Brett Moss is gear & technology editor.

Around this time each year, when the Sept. 11 terrorist attacks are recalled, broadcast engineers in New York think back with particular anguish, remembering the many people who died, including six of their engineering colleagues.

There also is pride in how the engineering community in New York responded after the blow.

Broadcasters, especially TV stations, had to scramble to get back on the air or return their service to full coverage. A common solution was to broadcast from the Empire State Building, where many had been based before moving to the WTC. Facilities including the Alpine Tower in New Jersey and Manhattan's 4 Times Square also were called into play.
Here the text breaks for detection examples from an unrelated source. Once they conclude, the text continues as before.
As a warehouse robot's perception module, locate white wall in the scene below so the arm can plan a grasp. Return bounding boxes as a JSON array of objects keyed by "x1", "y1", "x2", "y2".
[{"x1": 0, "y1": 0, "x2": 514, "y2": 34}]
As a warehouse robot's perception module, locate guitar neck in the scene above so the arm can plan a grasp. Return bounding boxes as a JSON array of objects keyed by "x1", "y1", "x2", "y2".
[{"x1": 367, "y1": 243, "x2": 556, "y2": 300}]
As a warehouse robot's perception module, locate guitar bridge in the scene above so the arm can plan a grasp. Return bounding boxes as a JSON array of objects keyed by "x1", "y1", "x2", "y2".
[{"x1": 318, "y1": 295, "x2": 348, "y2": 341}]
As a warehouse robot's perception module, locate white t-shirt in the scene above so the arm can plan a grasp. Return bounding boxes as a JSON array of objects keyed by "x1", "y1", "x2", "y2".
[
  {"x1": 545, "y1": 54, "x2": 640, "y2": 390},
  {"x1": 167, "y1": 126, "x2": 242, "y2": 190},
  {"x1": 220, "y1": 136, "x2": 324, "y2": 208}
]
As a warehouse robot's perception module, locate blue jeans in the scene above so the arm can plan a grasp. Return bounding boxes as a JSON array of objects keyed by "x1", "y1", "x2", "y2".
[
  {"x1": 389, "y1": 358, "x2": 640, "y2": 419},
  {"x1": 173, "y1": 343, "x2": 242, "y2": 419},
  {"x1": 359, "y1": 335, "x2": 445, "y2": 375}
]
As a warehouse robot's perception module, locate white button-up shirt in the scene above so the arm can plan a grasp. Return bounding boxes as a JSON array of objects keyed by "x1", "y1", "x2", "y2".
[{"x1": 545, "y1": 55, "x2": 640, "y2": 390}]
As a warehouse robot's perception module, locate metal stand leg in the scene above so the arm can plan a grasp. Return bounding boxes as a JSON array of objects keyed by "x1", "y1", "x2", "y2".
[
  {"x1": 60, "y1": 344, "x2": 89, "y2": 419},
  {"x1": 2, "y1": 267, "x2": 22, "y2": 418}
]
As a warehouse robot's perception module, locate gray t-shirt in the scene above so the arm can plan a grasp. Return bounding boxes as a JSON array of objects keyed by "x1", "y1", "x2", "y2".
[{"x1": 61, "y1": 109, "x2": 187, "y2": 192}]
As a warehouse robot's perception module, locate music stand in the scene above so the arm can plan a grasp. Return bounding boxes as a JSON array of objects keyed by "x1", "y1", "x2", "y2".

With a stunning amount of cooperation and extraordinary effort by broadcasters, city authorities and antenna and tower workers, broadcasting in New York returned to something like normal in a short amount of time.

Nearly two years later, the the 115th AES Convention featured a session, “Rebuilding of New York Broadcasting,” examining the events from 9/11 through getting broadcasters back up onto the air and exploring ways to make the broadcast systems of the city safer and more secure.

Now, seven years farther on, audio of that two-hour session is available online at the AES website for anyone to hear and remember.

Chief session organizer and long-time AES session organizer David Bialik called it “easily one of the sessions I am most proud of.” Bialik was aided in putting the session together by Howard Price of ABC, Herb Squire of DSI RF Systems and Mark Kordash of WPLJ(FM).

The panel included Joe Giardina of DSI RF Systems, John Lyons of property owner the Durst Organization, Kevin Plumb of WABC and WPLJ, Steve Shultis of WNYC Radio and Tom Silliman of tower builder and antenna installer ERI Inc.

You can hear the session here.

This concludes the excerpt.